Deka’s studies focused on effective teaching for different types of students, including those in special education and gifted programs. She has a long history of service to education, having previously served as a school administrator, assistant superintendent, assistant principal, teacher and behavior specialist in several Washington school districts, including Mukilteo, Meridian, Stanwood-Camano and Marysville. She served as the chief academic officer for the Puyallup School District before joining the Monroe School District. She also led an effort in Marysville for teachers to meet parents in their neighborhoods instead of on campus, which helped improve the relationship between the Tulalip Tribes and the school district. She is the 2016 recipient of the UW Bothell Distinguished Alumni Award.
Early Career Award
Joshua Heim (’10, M.A. in Cultural Studies)
Joshua Heim had 10 years of experience in the cultural heritage and museum field before joining MACS. He began his career at Kaho‘oilina: A Journal of Hawaiian Language Sources in Honolulu, a scholarly journal dedicated to preserving the Hawaiian language and supporting Hawaiian language immersion schools. He then went on to the Wing Luke Museum of the Asian Pacific American Experience in Seattle where he developed community-based exhibitions and managed YouthCAN, which received the National Youth Arts and Humanities Program Award from the President’s Committee on the Arts and Humanities.
Joshua is now the Arts Program Manager at the City of Redmond, Washington, where he develops cultural plans and policies, supports nonprofits through grants, manages a public art collection, and delivers public programs.
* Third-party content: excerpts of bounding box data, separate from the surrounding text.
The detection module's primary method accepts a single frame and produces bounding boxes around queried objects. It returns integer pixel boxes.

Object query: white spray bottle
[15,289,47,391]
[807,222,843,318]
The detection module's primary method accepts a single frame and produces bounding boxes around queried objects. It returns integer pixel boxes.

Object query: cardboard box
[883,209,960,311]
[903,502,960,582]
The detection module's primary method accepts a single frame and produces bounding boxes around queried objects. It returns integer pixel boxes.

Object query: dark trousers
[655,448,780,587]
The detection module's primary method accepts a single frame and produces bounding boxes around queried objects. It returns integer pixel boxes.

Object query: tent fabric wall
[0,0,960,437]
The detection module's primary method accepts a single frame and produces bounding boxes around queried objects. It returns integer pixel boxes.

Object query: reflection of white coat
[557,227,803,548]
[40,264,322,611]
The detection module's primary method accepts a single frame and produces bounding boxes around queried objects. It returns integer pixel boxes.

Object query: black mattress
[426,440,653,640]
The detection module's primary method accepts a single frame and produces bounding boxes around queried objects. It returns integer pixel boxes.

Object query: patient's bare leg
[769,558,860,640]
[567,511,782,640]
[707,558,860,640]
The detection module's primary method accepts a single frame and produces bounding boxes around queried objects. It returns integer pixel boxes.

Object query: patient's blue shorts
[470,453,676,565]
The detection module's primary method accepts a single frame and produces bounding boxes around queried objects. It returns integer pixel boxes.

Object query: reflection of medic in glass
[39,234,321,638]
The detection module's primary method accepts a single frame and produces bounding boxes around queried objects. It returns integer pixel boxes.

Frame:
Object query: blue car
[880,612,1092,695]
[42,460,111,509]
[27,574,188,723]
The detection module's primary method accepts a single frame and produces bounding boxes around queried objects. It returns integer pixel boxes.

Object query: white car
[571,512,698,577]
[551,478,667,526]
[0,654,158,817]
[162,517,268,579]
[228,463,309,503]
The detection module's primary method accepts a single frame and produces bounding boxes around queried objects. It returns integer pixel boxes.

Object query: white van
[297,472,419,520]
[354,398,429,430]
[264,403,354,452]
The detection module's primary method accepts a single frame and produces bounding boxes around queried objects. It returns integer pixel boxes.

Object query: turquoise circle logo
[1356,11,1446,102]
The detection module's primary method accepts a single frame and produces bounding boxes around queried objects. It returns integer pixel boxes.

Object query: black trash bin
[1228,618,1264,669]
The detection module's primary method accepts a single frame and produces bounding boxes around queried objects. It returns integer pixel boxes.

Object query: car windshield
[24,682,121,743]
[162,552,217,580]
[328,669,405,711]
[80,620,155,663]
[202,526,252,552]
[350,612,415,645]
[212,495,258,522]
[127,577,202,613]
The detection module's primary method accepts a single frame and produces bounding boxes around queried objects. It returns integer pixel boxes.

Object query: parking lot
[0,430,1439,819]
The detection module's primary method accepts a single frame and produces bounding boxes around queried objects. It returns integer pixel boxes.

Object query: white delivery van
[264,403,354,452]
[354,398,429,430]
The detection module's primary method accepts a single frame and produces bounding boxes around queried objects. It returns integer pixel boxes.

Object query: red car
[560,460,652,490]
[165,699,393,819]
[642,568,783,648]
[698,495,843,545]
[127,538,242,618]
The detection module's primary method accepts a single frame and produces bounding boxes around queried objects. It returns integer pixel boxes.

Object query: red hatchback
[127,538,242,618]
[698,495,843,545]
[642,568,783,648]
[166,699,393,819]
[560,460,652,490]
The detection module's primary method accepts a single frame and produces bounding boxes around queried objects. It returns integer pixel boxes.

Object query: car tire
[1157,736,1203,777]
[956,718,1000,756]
His interests include new approaches to public art, creative place-making, and Washington State’s cultural community. He serves on the King County 4Culture Arts Advisory Committee, King County Library Arts Advisory Committee, and the Humanities Washington Program Committee. He has also taught courses and workshops at the Institute of American Indian Arts, Immigration Sites of Conscience, the Northwest Indian College, and University of Washington.
Melissa Watkinson (’11, Global Studies and Society, Ethics & Human Behavior; ’15, M.A. in Policy Studies)
Melissa Watkinson is a citizen of the Chickasaw Nation and has lived most of her life in the Pacific Northwest. Her passion for community led her to three degrees from the School of Interdisciplinary Arts & Sciences at the University of Washington Bothell. Following her dual major bachelor’s degree, she served as an AmeriCorps VISTA at the UW Bothell Office of Community-Based Learning and Research. She also volunteered with Oxfam America working on food aid and climate change issues.
As a graduate student, Melissa worked with the Indigenous Wellness Research Institute, where she learned methods and applications of community-based research, and with Washington Sea Grant, where she developed skills in social science and spatial analysis. She used these tools in her master's degree research where she worked with the Quinault Indian Nation to identify and analyze the impacts of historic land policies on climate adaptation.
Melissa recently completed a Marc Hershman Marine Policy Fellowship at The Nature Conservancy where she applied social science policy approaches, and advocated for improvement of community engagement practices, particularly in relation to conservation work with tribal nations. Currently, Melissa works with the Doris Duke Conservation Scholars Program at University of Washington and serves on the City of Seattle's Environmental Justice Committee.